Sin qui si è parlato solo dell'occupazione militare della Striscia, che già di per se sarebbe altamente problematica, anche soltanto affidandosi a quanto sancisce al riguardo il Diritto Internazionale che, a carico delle forze occupanti, prevede che oltre al controllo del territorio, garantiscano l'ordine pubblico nell'area, l'assistenza alla popolazione, in termini di beni primari, i servizi fondamentali e l'assistenza socio-economico.sanitaria.

Ma in nessuna parte della IV^ Convenzione dell'Aia, che normalizza le procedure e gli atti della guerra terrestre, compresa l'occupazione militare, che quindi è prevista dal Diritto Internazionale, si fa cenno alla possibilità di spostare intere popolazioni.
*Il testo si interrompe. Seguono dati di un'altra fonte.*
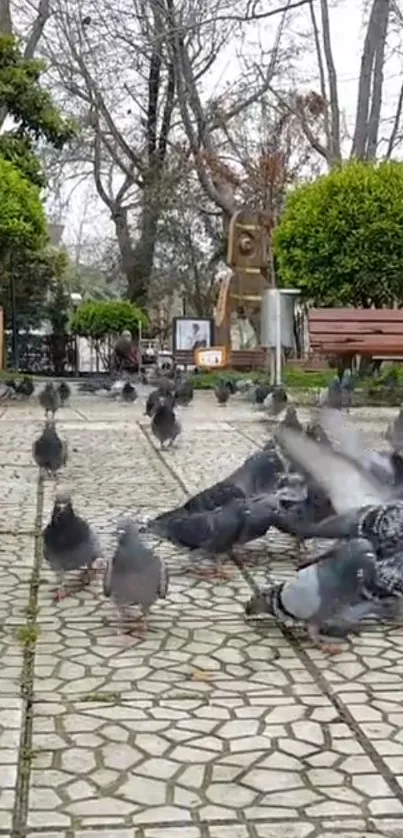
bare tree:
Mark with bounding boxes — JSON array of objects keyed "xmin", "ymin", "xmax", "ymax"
[
  {"xmin": 266, "ymin": 0, "xmax": 403, "ymax": 166},
  {"xmin": 161, "ymin": 0, "xmax": 294, "ymax": 219},
  {"xmin": 40, "ymin": 0, "xmax": 294, "ymax": 304}
]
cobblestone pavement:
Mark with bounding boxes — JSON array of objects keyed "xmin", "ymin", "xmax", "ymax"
[{"xmin": 2, "ymin": 391, "xmax": 403, "ymax": 838}]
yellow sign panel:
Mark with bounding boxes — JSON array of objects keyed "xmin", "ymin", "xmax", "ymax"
[{"xmin": 195, "ymin": 346, "xmax": 228, "ymax": 368}]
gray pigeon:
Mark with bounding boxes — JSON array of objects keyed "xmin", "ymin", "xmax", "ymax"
[
  {"xmin": 255, "ymin": 383, "xmax": 272, "ymax": 405},
  {"xmin": 157, "ymin": 376, "xmax": 176, "ymax": 395},
  {"xmin": 264, "ymin": 385, "xmax": 288, "ymax": 415},
  {"xmin": 103, "ymin": 517, "xmax": 168, "ymax": 635},
  {"xmin": 58, "ymin": 382, "xmax": 70, "ymax": 406},
  {"xmin": 145, "ymin": 389, "xmax": 163, "ymax": 417},
  {"xmin": 305, "ymin": 419, "xmax": 330, "ymax": 446},
  {"xmin": 151, "ymin": 401, "xmax": 181, "ymax": 449},
  {"xmin": 33, "ymin": 419, "xmax": 67, "ymax": 476},
  {"xmin": 279, "ymin": 405, "xmax": 303, "ymax": 433},
  {"xmin": 121, "ymin": 381, "xmax": 137, "ymax": 403},
  {"xmin": 245, "ymin": 537, "xmax": 382, "ymax": 652},
  {"xmin": 271, "ymin": 426, "xmax": 403, "ymax": 564},
  {"xmin": 150, "ymin": 447, "xmax": 286, "ymax": 533},
  {"xmin": 43, "ymin": 490, "xmax": 102, "ymax": 601},
  {"xmin": 235, "ymin": 378, "xmax": 254, "ymax": 394},
  {"xmin": 215, "ymin": 380, "xmax": 230, "ymax": 405},
  {"xmin": 319, "ymin": 376, "xmax": 342, "ymax": 410},
  {"xmin": 175, "ymin": 378, "xmax": 194, "ymax": 407},
  {"xmin": 39, "ymin": 382, "xmax": 61, "ymax": 418}
]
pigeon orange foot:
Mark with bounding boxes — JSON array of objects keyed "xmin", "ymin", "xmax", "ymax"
[{"xmin": 308, "ymin": 624, "xmax": 344, "ymax": 655}]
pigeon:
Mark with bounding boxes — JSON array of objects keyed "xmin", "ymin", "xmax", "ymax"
[
  {"xmin": 58, "ymin": 382, "xmax": 71, "ymax": 406},
  {"xmin": 264, "ymin": 385, "xmax": 288, "ymax": 415},
  {"xmin": 271, "ymin": 426, "xmax": 403, "ymax": 570},
  {"xmin": 215, "ymin": 380, "xmax": 230, "ymax": 405},
  {"xmin": 305, "ymin": 419, "xmax": 330, "ymax": 446},
  {"xmin": 386, "ymin": 407, "xmax": 403, "ymax": 452},
  {"xmin": 103, "ymin": 517, "xmax": 168, "ymax": 635},
  {"xmin": 175, "ymin": 377, "xmax": 194, "ymax": 407},
  {"xmin": 39, "ymin": 382, "xmax": 61, "ymax": 418},
  {"xmin": 108, "ymin": 380, "xmax": 125, "ymax": 399},
  {"xmin": 154, "ymin": 501, "xmax": 245, "ymax": 578},
  {"xmin": 151, "ymin": 447, "xmax": 286, "ymax": 531},
  {"xmin": 255, "ymin": 383, "xmax": 272, "ymax": 405},
  {"xmin": 224, "ymin": 379, "xmax": 237, "ymax": 395},
  {"xmin": 145, "ymin": 389, "xmax": 163, "ymax": 417},
  {"xmin": 78, "ymin": 377, "xmax": 112, "ymax": 393},
  {"xmin": 148, "ymin": 448, "xmax": 288, "ymax": 568},
  {"xmin": 43, "ymin": 490, "xmax": 102, "ymax": 601},
  {"xmin": 319, "ymin": 376, "xmax": 342, "ymax": 410},
  {"xmin": 151, "ymin": 401, "xmax": 181, "ymax": 449},
  {"xmin": 235, "ymin": 378, "xmax": 255, "ymax": 394},
  {"xmin": 279, "ymin": 405, "xmax": 303, "ymax": 433},
  {"xmin": 33, "ymin": 419, "xmax": 67, "ymax": 475},
  {"xmin": 121, "ymin": 381, "xmax": 137, "ymax": 402},
  {"xmin": 245, "ymin": 537, "xmax": 382, "ymax": 652},
  {"xmin": 15, "ymin": 376, "xmax": 34, "ymax": 397},
  {"xmin": 157, "ymin": 376, "xmax": 176, "ymax": 396}
]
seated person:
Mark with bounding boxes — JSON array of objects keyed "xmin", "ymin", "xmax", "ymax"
[{"xmin": 113, "ymin": 330, "xmax": 138, "ymax": 372}]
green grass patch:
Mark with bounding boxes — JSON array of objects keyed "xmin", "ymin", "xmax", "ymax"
[
  {"xmin": 16, "ymin": 625, "xmax": 41, "ymax": 647},
  {"xmin": 190, "ymin": 367, "xmax": 333, "ymax": 390},
  {"xmin": 190, "ymin": 364, "xmax": 403, "ymax": 392},
  {"xmin": 81, "ymin": 692, "xmax": 120, "ymax": 703}
]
Pertanto, il Generale Zamir è cosciente che, allorché eseguirà gli ordini del suo Gabinetto di Sicurezza, dovrà agire al di fuori della legittimità, per cui i suoi reparti saranno costantemente sotto gli occhi attenti e critici della Comunità Internazionale, nell'eseguire un'operazione di evacuazione o deportazione che dir si voglia, che comporta difficoltà immense e rischi altrettanto grandi, per i militari e ancor più per i civili.

Perché si tratterà di spostare più di un milione di persone, in un posto che dovrà garantire loro tutta l'assistenza necessaria, in termini di beni primari il quale, al momento e per quanto se ne sa, non esiste ancora. Sarà l'ennesimo Campo profughi, ma questa volta non potrà essere un agglomerato informe di tende o baracche in completa sopravvivenza con il sostegno di agenzie ONU e ONG, ma dovrà essere allestito a cura di Israele, una Nazione che si considera e viene considerata democratica, civile e in linea con gli standard della normale umanità.

Secondo i soloni governativi di Netanyahu, tutto questo dovrebbe avvenire in un paio di mesi (entro il 7 ottobre). Un'impresa al limite del possibile già solo sotto il profilo meramente organizzativo, ma se si considera che si dovrebbe realizzare in un contesto operativo di pseudo guerra con Hamas, allora assume le forme della follia pura.

Zamir, che non è sicuramente l'ultimo arrivato, è perfettamente conscio di questa pazzia, così come sa che i suoi soldati sono stanchi, stressati e quindi non nel pieno della loro efficienza operativa costituendo, già in partenza, un potenziale rischio sia per loro stessi che per la popolazione che dovranno gestire. E allora c'è da chiedersi se ordini come questi siano da eseguire o se valgono invece un coraggioso “signornò”, evitando in tal modo quel “un buco nero” che, in fondo, Zamr ha già preventivato.